Apostates rewrite RPV Creed

In response to Arianism and other heretical movements that threatened to tear Christianity apart, in 325 A.D. bishops from throughout Christendom convened at the Council of Nicaea, and drew up the Nicene Creed to clarify the essential elements of Christian theology. Based on all the talk about "RINOs" and other epithets over the past few years, I think the Republican Party needs to engage in such a large-scale soul-searching exercise.

I bring this up because Chris Green, of "Spank That Donkey," committed a major doctrinal gaffe during a podcast interview with The New Dominion on May 7. He was talking about his colleagues on Bloggers 4 Sayre, and elaborated (at 23:45 into the podcast):

They're just all good, pretty solid kind of conservatives on when you get down to taxes, the issue of taxes, which is a plank in the Republican Party Plan, or the Republican Party Creed I should say...

Wrong. The RPV Creed says nothing at all about taxes. Indeed, the only pertinent section of it reads as follows:

That fiscal responsibility and budgetary restraints must be exercised at all levels of government. (SOURCE: rpv.org)

Fiscal responsibility -- i.e., making sure you've got enough money to pay the bills -- does not mean cutting taxes, the fad which Scott Sayre and many on the Right espouse these days. Indeed, it could be construed as justifying tax increases when necessary. Sadly, there are probably many people who are led astray by such misinformation about basic Republican Party principles. Ironically, it is the doctrinal "apostates" who are bemoaning the "Republicans In Name Only," their term for political leaders such as Sen. Hanger who actually live up to the party's core principles. What kind of Orwellian double-speak is this?

I recently commented on STD in hopes of correcting the false statements about who holds the office of secretary of the Staunton Republican Party. All I got in response was juvenile taunts, which is par for that course, I guess. If you're a "true believer" in the religion of tax cuts, it seems, facts just don't matter.

Bloggers for Hanger?

I knew I wasn't the only one! In response to the fabulously influential (or totally discredited, depending on whom you ask) Bloggers 4 Sayre blog, some clever guy has come up with Bloggers 4 Hanger, with five contributors listed: "Alex," "Lynn," "Chris," "Kurt," and "Truthserum." Well, most of the "contributors" are not anonymous, at least!
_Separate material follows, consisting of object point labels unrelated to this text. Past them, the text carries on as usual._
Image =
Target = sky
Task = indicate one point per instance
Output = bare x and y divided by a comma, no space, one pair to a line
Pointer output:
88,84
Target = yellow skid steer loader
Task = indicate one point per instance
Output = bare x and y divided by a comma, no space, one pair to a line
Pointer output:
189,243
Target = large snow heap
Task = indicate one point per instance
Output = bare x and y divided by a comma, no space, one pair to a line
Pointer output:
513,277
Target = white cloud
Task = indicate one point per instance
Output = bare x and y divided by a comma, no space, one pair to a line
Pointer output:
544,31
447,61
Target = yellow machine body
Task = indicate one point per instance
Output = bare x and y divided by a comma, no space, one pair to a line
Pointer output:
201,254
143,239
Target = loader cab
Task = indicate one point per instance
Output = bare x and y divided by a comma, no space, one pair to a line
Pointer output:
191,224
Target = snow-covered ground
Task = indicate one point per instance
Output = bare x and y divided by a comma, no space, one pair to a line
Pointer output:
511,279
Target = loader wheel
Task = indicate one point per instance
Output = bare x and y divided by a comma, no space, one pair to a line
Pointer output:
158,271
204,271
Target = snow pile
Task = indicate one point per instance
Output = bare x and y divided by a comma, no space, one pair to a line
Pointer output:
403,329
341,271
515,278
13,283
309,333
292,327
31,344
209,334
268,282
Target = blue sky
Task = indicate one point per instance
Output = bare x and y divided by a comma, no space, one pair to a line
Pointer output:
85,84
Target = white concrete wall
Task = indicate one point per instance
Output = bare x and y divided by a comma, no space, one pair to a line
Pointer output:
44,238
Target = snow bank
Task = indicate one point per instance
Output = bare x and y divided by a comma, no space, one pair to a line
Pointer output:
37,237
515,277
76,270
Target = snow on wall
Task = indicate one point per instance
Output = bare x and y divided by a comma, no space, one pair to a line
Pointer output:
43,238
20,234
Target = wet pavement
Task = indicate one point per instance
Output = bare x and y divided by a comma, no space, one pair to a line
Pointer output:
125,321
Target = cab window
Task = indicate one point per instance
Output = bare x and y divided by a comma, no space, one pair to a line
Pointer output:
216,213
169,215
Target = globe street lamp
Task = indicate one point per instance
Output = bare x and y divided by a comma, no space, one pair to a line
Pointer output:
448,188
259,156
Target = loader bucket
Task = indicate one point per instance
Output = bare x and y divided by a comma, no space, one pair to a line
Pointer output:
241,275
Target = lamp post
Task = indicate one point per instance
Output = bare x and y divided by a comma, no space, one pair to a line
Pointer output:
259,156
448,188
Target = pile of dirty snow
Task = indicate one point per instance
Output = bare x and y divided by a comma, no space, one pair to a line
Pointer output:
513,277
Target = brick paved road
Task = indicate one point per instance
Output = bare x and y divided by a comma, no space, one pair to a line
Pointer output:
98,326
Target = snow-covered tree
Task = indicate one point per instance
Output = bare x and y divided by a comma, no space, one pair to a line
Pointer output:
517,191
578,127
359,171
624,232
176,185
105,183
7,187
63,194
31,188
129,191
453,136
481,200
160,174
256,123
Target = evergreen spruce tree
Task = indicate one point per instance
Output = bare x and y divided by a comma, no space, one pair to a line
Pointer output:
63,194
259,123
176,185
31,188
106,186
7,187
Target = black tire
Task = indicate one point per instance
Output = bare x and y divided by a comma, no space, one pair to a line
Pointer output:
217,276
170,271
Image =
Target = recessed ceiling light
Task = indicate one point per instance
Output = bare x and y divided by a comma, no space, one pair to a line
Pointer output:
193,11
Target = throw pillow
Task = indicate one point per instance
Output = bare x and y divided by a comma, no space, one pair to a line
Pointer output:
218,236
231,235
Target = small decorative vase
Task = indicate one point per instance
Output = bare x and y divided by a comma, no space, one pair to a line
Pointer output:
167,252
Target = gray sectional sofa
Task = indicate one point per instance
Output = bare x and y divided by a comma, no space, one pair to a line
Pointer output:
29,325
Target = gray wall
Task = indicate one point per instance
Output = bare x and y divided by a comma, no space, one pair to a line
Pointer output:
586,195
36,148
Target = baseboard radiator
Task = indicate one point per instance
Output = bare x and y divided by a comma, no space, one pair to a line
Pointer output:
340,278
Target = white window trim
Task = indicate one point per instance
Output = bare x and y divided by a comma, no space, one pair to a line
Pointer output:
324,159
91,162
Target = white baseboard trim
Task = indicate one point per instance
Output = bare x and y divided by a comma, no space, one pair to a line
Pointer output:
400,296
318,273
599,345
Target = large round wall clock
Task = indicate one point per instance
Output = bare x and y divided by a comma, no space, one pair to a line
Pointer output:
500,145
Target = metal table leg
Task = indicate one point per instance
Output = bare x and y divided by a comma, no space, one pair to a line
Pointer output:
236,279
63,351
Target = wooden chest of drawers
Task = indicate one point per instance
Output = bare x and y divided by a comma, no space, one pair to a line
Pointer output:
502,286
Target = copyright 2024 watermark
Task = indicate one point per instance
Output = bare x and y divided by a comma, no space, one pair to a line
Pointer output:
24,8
"Republitarian" (Myron, from the Harrisonburg area) recently solicited questions to be asked of Sen. Emmett Hanger, who has now answered all of them. He is still waiting to hear from Scott Sayre...

More blog intrigues

I got a nice plug last week from local Democratic blogger Clifford Garstang. He wrote that Clem "eschews the shrillness of those other bloggers. And of course they [the other SWAC-GOP bloggers] attack him for that." Did Waldo put him up to this? Actually, I happened to meet Clifford at the Bookstack in downtown Staunton a couple months ago, and even though I take sharp exception to his letters to the editor on the war, etc., he seems like a nice fellow. It says a lot about the state of conservatism today that someone like me gets treated with more courtesy from a Democrat than from people in his own party.